Amenée assez logiquement par les motifs du labyrinthe et des bêtes sauvages, la forêt profonde renvoie, comme dans les contes traditionnels, que le texte convoque d’ailleurs, tout du moins ceux dont les titres contiennent le mot « petit » (« Dans ta forêt profonde, il y a […] les galettes brisées du Petit Chaperon rouge… un Petit Poucet égaré ! »), à un voyage intérieur, à une traversée de l’inconscient (« Par son obscurité et son enracinement profond, la forêt symbolise l’inconscient »²), traversée que l’héroïne accomplit comme un funambule sur son fil rouge. Les illustrations se font alors bien évidemment plus sombres, les branches des arbres se métamorphosent en serpents (comme pour évoquer également la chevelure de Méduse), les ombres dessinent des mâchoires aux dents acérées. Pourtant ce monde intérieur n’est finalement qu’un théâtre rêvé, comme les deux grands rideaux rouges encadrant la double page 20-21, puis les références aux marionnettes et à la musique le manifestent. La magie protectrice du doudou, qui « fai[t] naître un feu » et dessine des objets rassurants, dont le hochet capable « d’apprivoiser n’importe quel tigre », se double dans les illustrations d’énormes pelotes de laine, rondes et douillettes, qui évitent à la fillette, minuscule et encore un peu hésitante sur son fil, tout danger en cas de chute. D’ailleurs notre héroïne se montre de plus en plus hardie et malicieuse, « danse sur le fil », jusqu’à ce qu’elle demande à Hector, comme un clin d’œil à Saint-Exupéry : « Dessine-moi un manège ».

Le manège

Le manège est explicitement relié à la mémoire, aux souvenirs (« Elle […] me laisse entrer dans ses souvenirs. ») mais garde cependant une forte valeur métaphorique. A la fois élément « réel » d’un récit dans le récit au cœur de l’album (voir son incipit : « Il était une fois une valse douce… »), qui raconte le moment où la fillette, tournant sur un manège, se sent tout à coup séparée de ses parents, lesquels s’étreignent après que la maman a annoncé au père qu’elle était enceinte(« Ils s’enlacent et se tiennent par les yeux, loin d’elle »), il évoque également un temps qui symboliquement s’enroule sur lui-même et qui n’avance plus (« Mais tout tournait autour de cette attente ») et amène à l’aveu de ce qui est à l’origine de toutes les peurs : « Tu vois, Hector, depuis qu’il est là, plus personne ne me regarde. […] Alors j’ai peur… Peur de m’effacer, de disparaître. » Les deux doubles pages illustrant ces scènes fondamentales(p. 24-25 et 26-27) sont à la hauteur de l’enjeu narratif : la première centrée sur la fête foraine, à la fois nocturne et lumineuse, chaleureuse (les parents ressemblent à certains des amoureux peints par Chagall) et inquiétante (un étrange personnage du manège semble fixer le lecteur de ses yeux immenses, comme un clin d’œil à Paul Klee) ; la deuxième montrant l’héroïne et sa maman, au ventre arrondi, immobilisés au milieu d’une foule fantomatique et tourbillonnante, la fillette perdue dans ses pensées, les yeux au sol, enfermée sur elle-même.
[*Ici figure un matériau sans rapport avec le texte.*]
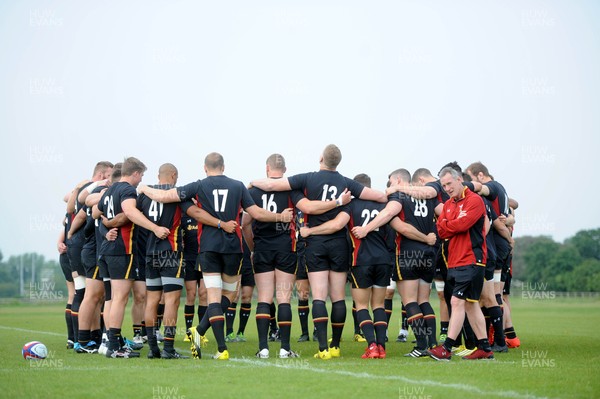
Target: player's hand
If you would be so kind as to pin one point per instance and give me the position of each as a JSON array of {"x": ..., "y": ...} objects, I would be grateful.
[
  {"x": 229, "y": 226},
  {"x": 112, "y": 234},
  {"x": 81, "y": 183},
  {"x": 161, "y": 232},
  {"x": 431, "y": 239},
  {"x": 287, "y": 215},
  {"x": 62, "y": 247},
  {"x": 359, "y": 232},
  {"x": 346, "y": 197},
  {"x": 305, "y": 231},
  {"x": 140, "y": 188}
]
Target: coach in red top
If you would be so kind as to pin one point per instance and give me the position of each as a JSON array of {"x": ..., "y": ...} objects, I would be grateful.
[{"x": 463, "y": 222}]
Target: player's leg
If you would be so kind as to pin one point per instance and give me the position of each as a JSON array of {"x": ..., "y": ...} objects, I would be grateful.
[
  {"x": 337, "y": 287},
  {"x": 319, "y": 283},
  {"x": 389, "y": 306},
  {"x": 361, "y": 283},
  {"x": 284, "y": 285},
  {"x": 120, "y": 293},
  {"x": 428, "y": 313},
  {"x": 408, "y": 290},
  {"x": 153, "y": 297},
  {"x": 444, "y": 315},
  {"x": 361, "y": 297},
  {"x": 230, "y": 317},
  {"x": 191, "y": 291},
  {"x": 265, "y": 285},
  {"x": 172, "y": 282},
  {"x": 66, "y": 269},
  {"x": 137, "y": 309},
  {"x": 89, "y": 315},
  {"x": 512, "y": 341},
  {"x": 247, "y": 283},
  {"x": 303, "y": 291}
]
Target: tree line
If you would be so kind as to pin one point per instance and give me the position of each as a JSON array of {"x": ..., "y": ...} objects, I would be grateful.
[{"x": 571, "y": 266}]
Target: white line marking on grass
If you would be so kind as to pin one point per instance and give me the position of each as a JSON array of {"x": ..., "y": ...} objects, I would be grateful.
[
  {"x": 461, "y": 387},
  {"x": 34, "y": 331},
  {"x": 251, "y": 362}
]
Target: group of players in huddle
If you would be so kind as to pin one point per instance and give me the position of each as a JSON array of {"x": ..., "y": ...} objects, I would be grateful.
[{"x": 313, "y": 231}]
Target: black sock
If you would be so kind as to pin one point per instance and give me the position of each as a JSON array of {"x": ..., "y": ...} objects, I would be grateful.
[
  {"x": 444, "y": 327},
  {"x": 416, "y": 322},
  {"x": 380, "y": 324},
  {"x": 338, "y": 318},
  {"x": 497, "y": 321},
  {"x": 77, "y": 299},
  {"x": 284, "y": 319},
  {"x": 303, "y": 311},
  {"x": 273, "y": 320},
  {"x": 245, "y": 310},
  {"x": 470, "y": 339},
  {"x": 102, "y": 325},
  {"x": 217, "y": 323},
  {"x": 510, "y": 333},
  {"x": 96, "y": 336},
  {"x": 389, "y": 305},
  {"x": 201, "y": 312},
  {"x": 160, "y": 311},
  {"x": 355, "y": 319},
  {"x": 137, "y": 329},
  {"x": 230, "y": 318},
  {"x": 499, "y": 299},
  {"x": 320, "y": 320},
  {"x": 188, "y": 315},
  {"x": 430, "y": 325},
  {"x": 263, "y": 315},
  {"x": 113, "y": 338},
  {"x": 85, "y": 336},
  {"x": 483, "y": 344},
  {"x": 152, "y": 341},
  {"x": 366, "y": 325},
  {"x": 449, "y": 343},
  {"x": 69, "y": 321},
  {"x": 486, "y": 316},
  {"x": 169, "y": 338}
]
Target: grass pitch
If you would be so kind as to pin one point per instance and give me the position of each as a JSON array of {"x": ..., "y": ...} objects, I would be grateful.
[{"x": 559, "y": 358}]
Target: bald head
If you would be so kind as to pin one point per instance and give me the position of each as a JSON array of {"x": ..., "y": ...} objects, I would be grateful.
[
  {"x": 332, "y": 156},
  {"x": 167, "y": 174},
  {"x": 214, "y": 161}
]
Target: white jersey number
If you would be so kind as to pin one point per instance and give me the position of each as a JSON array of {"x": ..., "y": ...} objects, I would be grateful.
[
  {"x": 220, "y": 205},
  {"x": 269, "y": 203}
]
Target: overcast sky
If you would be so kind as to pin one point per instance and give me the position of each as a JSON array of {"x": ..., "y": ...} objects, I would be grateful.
[{"x": 515, "y": 84}]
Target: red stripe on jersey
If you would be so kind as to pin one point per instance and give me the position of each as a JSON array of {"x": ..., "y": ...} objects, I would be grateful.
[
  {"x": 292, "y": 226},
  {"x": 356, "y": 243},
  {"x": 200, "y": 225},
  {"x": 238, "y": 232},
  {"x": 174, "y": 233},
  {"x": 127, "y": 237}
]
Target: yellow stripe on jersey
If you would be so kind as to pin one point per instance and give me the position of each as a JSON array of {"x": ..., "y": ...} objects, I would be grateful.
[
  {"x": 129, "y": 267},
  {"x": 180, "y": 265}
]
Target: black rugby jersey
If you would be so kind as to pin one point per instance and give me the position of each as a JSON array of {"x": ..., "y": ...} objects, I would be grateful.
[
  {"x": 223, "y": 198},
  {"x": 110, "y": 205}
]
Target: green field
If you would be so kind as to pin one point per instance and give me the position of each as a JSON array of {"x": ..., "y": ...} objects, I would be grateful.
[{"x": 559, "y": 358}]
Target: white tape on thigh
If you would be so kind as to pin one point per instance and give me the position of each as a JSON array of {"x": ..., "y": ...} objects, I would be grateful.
[
  {"x": 497, "y": 277},
  {"x": 79, "y": 282},
  {"x": 439, "y": 285},
  {"x": 229, "y": 286},
  {"x": 212, "y": 281}
]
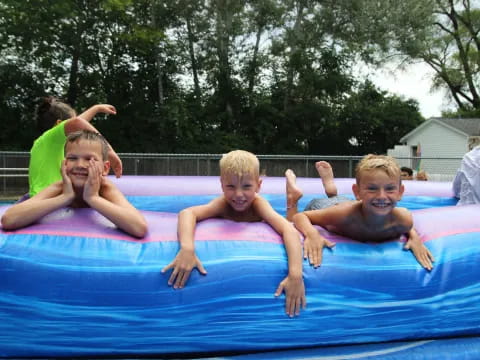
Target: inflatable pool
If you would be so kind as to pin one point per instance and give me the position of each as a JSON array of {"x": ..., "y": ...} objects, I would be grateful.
[{"x": 73, "y": 285}]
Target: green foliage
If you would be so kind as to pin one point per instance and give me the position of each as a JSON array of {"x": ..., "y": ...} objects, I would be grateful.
[{"x": 267, "y": 76}]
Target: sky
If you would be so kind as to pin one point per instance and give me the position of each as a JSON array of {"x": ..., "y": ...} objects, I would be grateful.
[{"x": 412, "y": 82}]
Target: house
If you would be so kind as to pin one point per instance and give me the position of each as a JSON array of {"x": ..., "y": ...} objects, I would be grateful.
[{"x": 438, "y": 145}]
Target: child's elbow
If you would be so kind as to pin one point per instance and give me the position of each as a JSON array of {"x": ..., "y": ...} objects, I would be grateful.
[
  {"x": 296, "y": 217},
  {"x": 8, "y": 222},
  {"x": 140, "y": 230}
]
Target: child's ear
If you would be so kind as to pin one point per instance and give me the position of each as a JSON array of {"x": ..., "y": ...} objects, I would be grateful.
[
  {"x": 106, "y": 168},
  {"x": 356, "y": 191},
  {"x": 259, "y": 184}
]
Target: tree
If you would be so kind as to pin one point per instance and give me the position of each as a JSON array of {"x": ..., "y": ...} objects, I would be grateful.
[{"x": 373, "y": 121}]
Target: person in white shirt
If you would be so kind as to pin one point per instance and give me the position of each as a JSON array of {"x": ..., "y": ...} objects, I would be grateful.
[{"x": 466, "y": 185}]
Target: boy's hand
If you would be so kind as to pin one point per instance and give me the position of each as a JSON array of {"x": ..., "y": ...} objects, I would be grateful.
[
  {"x": 313, "y": 248},
  {"x": 115, "y": 163},
  {"x": 294, "y": 295},
  {"x": 67, "y": 190},
  {"x": 94, "y": 180},
  {"x": 183, "y": 265},
  {"x": 420, "y": 251}
]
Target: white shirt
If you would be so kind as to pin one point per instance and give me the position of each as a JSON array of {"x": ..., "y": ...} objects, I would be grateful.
[{"x": 466, "y": 185}]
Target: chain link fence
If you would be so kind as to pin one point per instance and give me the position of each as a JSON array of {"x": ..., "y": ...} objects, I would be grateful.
[{"x": 14, "y": 166}]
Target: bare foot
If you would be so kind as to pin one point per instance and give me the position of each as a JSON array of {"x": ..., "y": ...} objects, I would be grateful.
[
  {"x": 294, "y": 193},
  {"x": 326, "y": 173}
]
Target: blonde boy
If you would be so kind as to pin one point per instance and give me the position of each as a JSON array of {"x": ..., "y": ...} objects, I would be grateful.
[
  {"x": 240, "y": 181},
  {"x": 373, "y": 216},
  {"x": 83, "y": 184}
]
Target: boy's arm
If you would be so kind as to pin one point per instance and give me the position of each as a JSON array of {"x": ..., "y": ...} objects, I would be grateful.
[
  {"x": 90, "y": 113},
  {"x": 51, "y": 198},
  {"x": 414, "y": 243},
  {"x": 292, "y": 284},
  {"x": 102, "y": 195},
  {"x": 313, "y": 243},
  {"x": 419, "y": 250},
  {"x": 186, "y": 258}
]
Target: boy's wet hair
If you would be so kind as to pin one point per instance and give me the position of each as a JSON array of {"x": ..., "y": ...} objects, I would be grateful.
[
  {"x": 89, "y": 136},
  {"x": 239, "y": 163},
  {"x": 50, "y": 109},
  {"x": 378, "y": 162}
]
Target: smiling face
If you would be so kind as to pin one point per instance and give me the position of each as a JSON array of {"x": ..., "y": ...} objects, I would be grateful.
[
  {"x": 240, "y": 191},
  {"x": 378, "y": 191},
  {"x": 77, "y": 160}
]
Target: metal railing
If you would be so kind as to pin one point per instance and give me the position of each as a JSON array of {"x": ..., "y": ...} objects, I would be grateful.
[{"x": 14, "y": 166}]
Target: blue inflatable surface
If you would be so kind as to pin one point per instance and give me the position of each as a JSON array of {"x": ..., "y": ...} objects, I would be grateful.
[{"x": 73, "y": 285}]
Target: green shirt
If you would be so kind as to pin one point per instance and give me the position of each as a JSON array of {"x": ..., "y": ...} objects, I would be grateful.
[{"x": 46, "y": 158}]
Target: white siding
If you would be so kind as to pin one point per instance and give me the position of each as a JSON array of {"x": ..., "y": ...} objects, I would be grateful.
[{"x": 438, "y": 141}]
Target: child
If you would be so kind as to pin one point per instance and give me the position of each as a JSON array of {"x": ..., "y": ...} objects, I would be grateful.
[
  {"x": 406, "y": 173},
  {"x": 83, "y": 184},
  {"x": 372, "y": 217},
  {"x": 422, "y": 176},
  {"x": 466, "y": 185},
  {"x": 55, "y": 120},
  {"x": 240, "y": 181}
]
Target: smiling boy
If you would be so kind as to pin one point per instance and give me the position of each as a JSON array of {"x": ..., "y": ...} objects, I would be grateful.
[
  {"x": 240, "y": 181},
  {"x": 83, "y": 184},
  {"x": 373, "y": 216}
]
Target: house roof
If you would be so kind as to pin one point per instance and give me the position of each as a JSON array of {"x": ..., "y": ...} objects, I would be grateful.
[{"x": 467, "y": 127}]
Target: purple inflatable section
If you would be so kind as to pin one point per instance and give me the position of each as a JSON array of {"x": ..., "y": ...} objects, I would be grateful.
[{"x": 210, "y": 185}]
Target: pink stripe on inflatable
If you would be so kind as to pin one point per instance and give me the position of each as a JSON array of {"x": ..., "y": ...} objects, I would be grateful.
[{"x": 210, "y": 185}]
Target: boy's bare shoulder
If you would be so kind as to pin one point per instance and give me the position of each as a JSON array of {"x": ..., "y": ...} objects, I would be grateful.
[{"x": 403, "y": 216}]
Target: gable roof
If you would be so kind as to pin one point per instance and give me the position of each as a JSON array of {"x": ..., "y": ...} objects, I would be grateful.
[{"x": 467, "y": 127}]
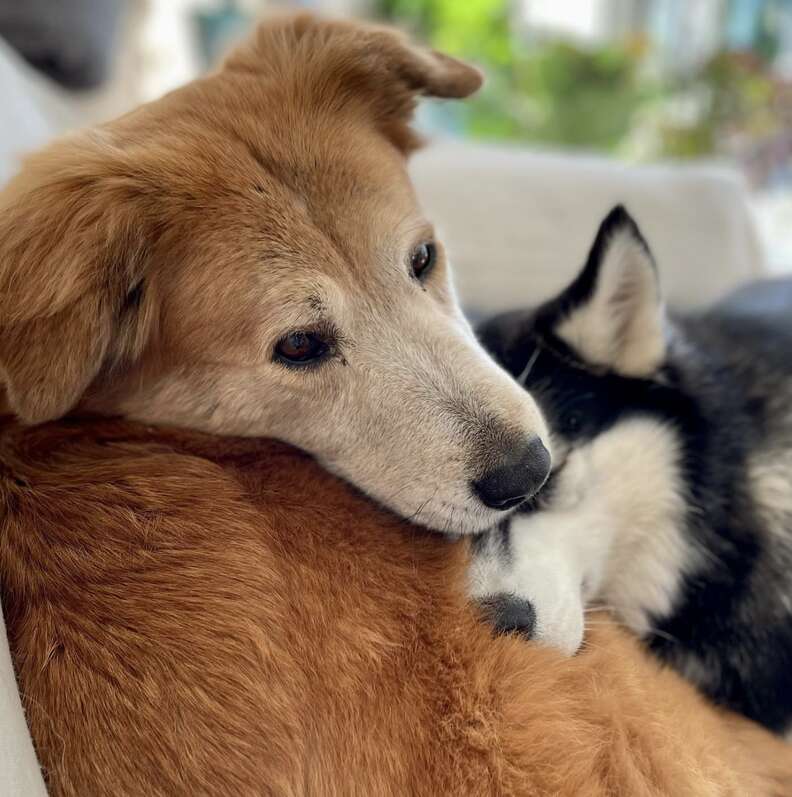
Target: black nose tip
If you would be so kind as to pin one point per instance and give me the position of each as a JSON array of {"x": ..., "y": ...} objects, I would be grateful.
[
  {"x": 509, "y": 614},
  {"x": 518, "y": 476}
]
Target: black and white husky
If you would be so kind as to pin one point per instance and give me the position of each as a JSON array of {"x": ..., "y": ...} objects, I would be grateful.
[{"x": 671, "y": 496}]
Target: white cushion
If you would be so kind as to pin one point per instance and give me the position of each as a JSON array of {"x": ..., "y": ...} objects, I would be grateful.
[{"x": 518, "y": 224}]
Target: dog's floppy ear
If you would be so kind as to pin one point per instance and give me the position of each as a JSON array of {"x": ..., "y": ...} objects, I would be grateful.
[
  {"x": 72, "y": 258},
  {"x": 341, "y": 65},
  {"x": 612, "y": 314}
]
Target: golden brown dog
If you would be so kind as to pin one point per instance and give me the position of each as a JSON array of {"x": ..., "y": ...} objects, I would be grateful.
[
  {"x": 192, "y": 615},
  {"x": 246, "y": 256},
  {"x": 196, "y": 616}
]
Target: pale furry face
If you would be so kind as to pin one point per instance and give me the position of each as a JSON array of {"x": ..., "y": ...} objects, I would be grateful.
[
  {"x": 247, "y": 257},
  {"x": 401, "y": 400}
]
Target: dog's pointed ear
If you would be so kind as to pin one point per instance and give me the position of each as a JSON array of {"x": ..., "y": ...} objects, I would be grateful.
[
  {"x": 72, "y": 259},
  {"x": 612, "y": 314},
  {"x": 342, "y": 65}
]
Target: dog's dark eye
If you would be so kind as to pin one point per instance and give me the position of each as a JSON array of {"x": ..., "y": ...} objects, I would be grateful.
[
  {"x": 300, "y": 348},
  {"x": 422, "y": 259},
  {"x": 572, "y": 422}
]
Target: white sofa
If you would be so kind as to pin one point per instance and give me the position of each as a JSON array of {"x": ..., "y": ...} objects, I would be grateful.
[{"x": 518, "y": 225}]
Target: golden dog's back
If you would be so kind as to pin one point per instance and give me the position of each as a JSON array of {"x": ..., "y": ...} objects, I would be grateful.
[{"x": 190, "y": 615}]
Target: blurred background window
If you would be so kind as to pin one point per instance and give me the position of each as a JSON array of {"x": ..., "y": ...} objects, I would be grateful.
[{"x": 640, "y": 80}]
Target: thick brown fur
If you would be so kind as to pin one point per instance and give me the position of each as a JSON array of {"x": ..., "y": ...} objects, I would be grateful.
[
  {"x": 151, "y": 267},
  {"x": 191, "y": 615}
]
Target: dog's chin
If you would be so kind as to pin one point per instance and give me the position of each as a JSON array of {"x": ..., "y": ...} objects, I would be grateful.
[{"x": 460, "y": 520}]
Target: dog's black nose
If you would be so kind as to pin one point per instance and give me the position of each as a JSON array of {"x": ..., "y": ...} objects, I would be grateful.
[
  {"x": 509, "y": 614},
  {"x": 518, "y": 476}
]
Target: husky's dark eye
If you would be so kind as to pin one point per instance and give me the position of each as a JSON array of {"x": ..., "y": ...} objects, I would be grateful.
[
  {"x": 422, "y": 259},
  {"x": 301, "y": 348},
  {"x": 572, "y": 422}
]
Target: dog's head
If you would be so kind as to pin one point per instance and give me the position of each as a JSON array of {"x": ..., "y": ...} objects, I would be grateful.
[
  {"x": 246, "y": 256},
  {"x": 608, "y": 527}
]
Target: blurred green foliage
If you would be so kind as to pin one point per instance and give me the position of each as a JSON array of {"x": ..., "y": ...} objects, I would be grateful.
[{"x": 556, "y": 92}]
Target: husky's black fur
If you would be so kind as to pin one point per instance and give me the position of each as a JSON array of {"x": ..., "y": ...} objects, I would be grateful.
[{"x": 725, "y": 388}]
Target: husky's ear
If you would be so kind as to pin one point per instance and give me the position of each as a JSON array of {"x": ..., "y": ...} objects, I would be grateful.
[
  {"x": 72, "y": 260},
  {"x": 340, "y": 65},
  {"x": 612, "y": 314}
]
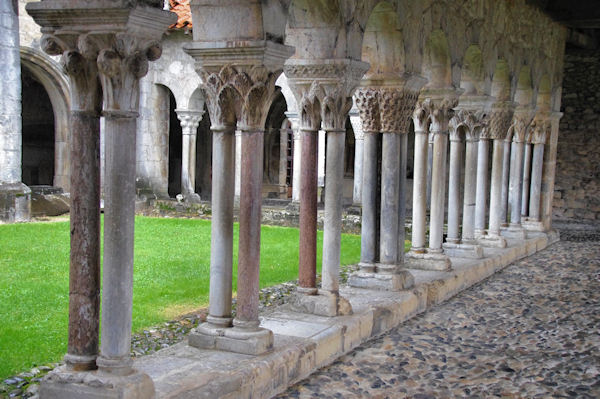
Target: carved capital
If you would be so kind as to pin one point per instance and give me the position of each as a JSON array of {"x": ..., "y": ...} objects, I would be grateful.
[
  {"x": 328, "y": 84},
  {"x": 189, "y": 120},
  {"x": 501, "y": 116}
]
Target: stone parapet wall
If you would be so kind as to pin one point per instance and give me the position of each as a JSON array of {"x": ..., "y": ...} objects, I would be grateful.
[{"x": 577, "y": 188}]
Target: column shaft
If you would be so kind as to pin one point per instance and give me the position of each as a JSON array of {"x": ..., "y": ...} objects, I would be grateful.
[
  {"x": 84, "y": 268},
  {"x": 419, "y": 191},
  {"x": 496, "y": 188},
  {"x": 438, "y": 182},
  {"x": 482, "y": 185},
  {"x": 250, "y": 216},
  {"x": 526, "y": 180},
  {"x": 468, "y": 227},
  {"x": 390, "y": 166},
  {"x": 368, "y": 231},
  {"x": 221, "y": 251},
  {"x": 402, "y": 197},
  {"x": 454, "y": 192},
  {"x": 516, "y": 183},
  {"x": 537, "y": 167},
  {"x": 333, "y": 209},
  {"x": 119, "y": 218},
  {"x": 506, "y": 158},
  {"x": 308, "y": 211}
]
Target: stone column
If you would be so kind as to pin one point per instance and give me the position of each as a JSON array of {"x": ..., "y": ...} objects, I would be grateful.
[
  {"x": 121, "y": 52},
  {"x": 465, "y": 123},
  {"x": 539, "y": 133},
  {"x": 241, "y": 87},
  {"x": 330, "y": 91},
  {"x": 438, "y": 107},
  {"x": 297, "y": 157},
  {"x": 189, "y": 130},
  {"x": 359, "y": 136},
  {"x": 84, "y": 268},
  {"x": 520, "y": 126},
  {"x": 500, "y": 121},
  {"x": 526, "y": 178},
  {"x": 15, "y": 197}
]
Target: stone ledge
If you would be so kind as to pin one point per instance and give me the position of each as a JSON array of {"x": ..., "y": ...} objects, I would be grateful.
[{"x": 304, "y": 343}]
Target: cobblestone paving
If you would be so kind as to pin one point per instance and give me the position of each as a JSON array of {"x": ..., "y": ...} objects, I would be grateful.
[{"x": 531, "y": 331}]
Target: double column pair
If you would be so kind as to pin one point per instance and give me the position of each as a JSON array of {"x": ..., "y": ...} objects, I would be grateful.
[
  {"x": 323, "y": 89},
  {"x": 432, "y": 115},
  {"x": 103, "y": 68},
  {"x": 240, "y": 89},
  {"x": 385, "y": 112}
]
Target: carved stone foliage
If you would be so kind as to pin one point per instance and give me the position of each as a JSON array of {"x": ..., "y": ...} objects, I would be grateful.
[
  {"x": 540, "y": 130},
  {"x": 243, "y": 93},
  {"x": 501, "y": 117},
  {"x": 327, "y": 87}
]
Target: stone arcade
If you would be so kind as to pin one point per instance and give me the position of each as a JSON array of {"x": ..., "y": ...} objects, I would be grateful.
[{"x": 462, "y": 96}]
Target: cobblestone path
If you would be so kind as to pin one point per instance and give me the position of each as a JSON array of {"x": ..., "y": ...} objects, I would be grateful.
[{"x": 530, "y": 331}]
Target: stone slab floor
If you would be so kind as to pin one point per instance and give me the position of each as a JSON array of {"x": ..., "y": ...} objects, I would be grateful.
[{"x": 530, "y": 331}]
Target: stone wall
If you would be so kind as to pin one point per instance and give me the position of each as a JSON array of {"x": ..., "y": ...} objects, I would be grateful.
[{"x": 577, "y": 188}]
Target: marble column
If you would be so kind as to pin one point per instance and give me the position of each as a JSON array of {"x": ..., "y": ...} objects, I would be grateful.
[
  {"x": 438, "y": 108},
  {"x": 500, "y": 120},
  {"x": 189, "y": 129},
  {"x": 465, "y": 125},
  {"x": 297, "y": 157},
  {"x": 358, "y": 157},
  {"x": 310, "y": 82},
  {"x": 15, "y": 197},
  {"x": 240, "y": 88},
  {"x": 540, "y": 129},
  {"x": 121, "y": 55}
]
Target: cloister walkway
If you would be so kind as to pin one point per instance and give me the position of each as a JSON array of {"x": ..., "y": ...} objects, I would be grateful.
[{"x": 529, "y": 331}]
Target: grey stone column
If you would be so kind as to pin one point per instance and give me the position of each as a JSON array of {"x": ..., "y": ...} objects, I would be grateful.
[
  {"x": 506, "y": 161},
  {"x": 526, "y": 179},
  {"x": 468, "y": 225},
  {"x": 368, "y": 230},
  {"x": 297, "y": 158},
  {"x": 332, "y": 229},
  {"x": 15, "y": 197},
  {"x": 438, "y": 182},
  {"x": 390, "y": 166},
  {"x": 454, "y": 188},
  {"x": 358, "y": 158},
  {"x": 221, "y": 249},
  {"x": 189, "y": 130},
  {"x": 482, "y": 184}
]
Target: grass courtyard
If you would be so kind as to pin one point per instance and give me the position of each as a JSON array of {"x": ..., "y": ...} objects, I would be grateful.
[{"x": 171, "y": 277}]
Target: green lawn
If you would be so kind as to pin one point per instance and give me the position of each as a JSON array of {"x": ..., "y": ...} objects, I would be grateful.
[{"x": 171, "y": 277}]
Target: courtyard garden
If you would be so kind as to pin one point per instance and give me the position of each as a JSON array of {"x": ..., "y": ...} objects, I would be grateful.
[{"x": 171, "y": 278}]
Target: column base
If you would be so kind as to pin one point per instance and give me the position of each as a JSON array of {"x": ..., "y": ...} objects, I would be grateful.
[
  {"x": 532, "y": 224},
  {"x": 64, "y": 384},
  {"x": 437, "y": 261},
  {"x": 514, "y": 232},
  {"x": 491, "y": 241},
  {"x": 324, "y": 303},
  {"x": 398, "y": 280},
  {"x": 15, "y": 203},
  {"x": 232, "y": 339},
  {"x": 463, "y": 250}
]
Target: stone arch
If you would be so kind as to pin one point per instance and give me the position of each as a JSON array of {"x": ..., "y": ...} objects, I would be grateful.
[
  {"x": 437, "y": 66},
  {"x": 47, "y": 72},
  {"x": 383, "y": 45},
  {"x": 501, "y": 82},
  {"x": 473, "y": 72}
]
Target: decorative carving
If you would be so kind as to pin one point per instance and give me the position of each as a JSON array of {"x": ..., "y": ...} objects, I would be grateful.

Le ciel, les escaliers et les oiseaux

Après cet aveu, qui peut se lire également, pour l’enfant, comme une identification introspective de ce qui l’angoisse, les teintes s’éclaircissent et les images s’allègent, tandis que le doudou prend des proportions démesurées, celles d’un énorme nuage dans un ciel lumineux. C’est qu’il s’agit désormais de renaitre en tant que « grande sœur » protectrice. A la nuit succède le jour, au temps circulaire et bloqué succède un temps ouvert sur l’avenir(« Les frontières de la ville s’ouvrent sur de vastes champs de blé luisant de l’or du soleil levant »).L’héroïne parle d’ailleurs le plus souvent au futur, jusque-là très peu employé : « mon petit frère, lui, je ne le perdrai pas » ; « j’irai lui chanter ma berceuse », etc.). Aux chats protecteurs (voir bêtes sauvages) s’ajoutent alors des oiseaux, figures de l’air, être légers symboles d’envol, dont les silhouettes rappellent les œuvres de Braque ou de Picasso. Un avenir adulte devient même possible, sans qu’il signifie perte de l’enfance (« on ne perd jamais le souvenir de son enfance », dit le doudou, dans une tirade aux accents proustiens sur la mémoire affective : « la sensation de la laine sous tes doigts me ramènera à toi »), avenir symbolisé par une silhouette noire de femme, mais à la chevelure d’un rouge éclatant, hommage probable aux Nanas de Niki de Saint Phalle, gravissant un escalier vers une pelote-soleil de laine du même rouge intense. L’ouverture de la cage que dépeint l’illustration des pages 32-33 prend alors une double dimension : elle est libération du bébé et refus de l’enfermer, mais aussi libération des peurs pour la petite fille, les deux aspects apparaissant comme la conclusion de cette fort symbolique et initiatique « chasse aux tigres » organisée par le doudou.

Le doudou

A la fois narrateur et double d’Ariane guidant sa maîtresse dans la forêt des contes et le labyrinthe des symboles, avec son fil rouge inépuisable, ce doudou omniprésent à la silhouette de Barbapapa arrondie et protectrice est d’abord marqué par son caractère polymorphe : fil et pelote, petit ou gigantesque, porté et portant, informe mais capable de se plier à toutes les formes, se détricotant et se retricotant en filet de chasse, fil de funambule, canoë volant, il est presque invariablement rouge (les canoës volants sont verts). Rouge comme l’amour qu’on tricote dans une famille, ce que souligne l’illustratrice dans sa dédicace et qu’elle met en scène, ne serait-ce, par exemple, que dans les écharpes rouges de la mère et de la fille, qu’elles portent toutes deux à la fête foraine, et qui, secrètement, les unissent d’un lien d’affection indéfectible, même lorsque la petit fille se croit moins aimée.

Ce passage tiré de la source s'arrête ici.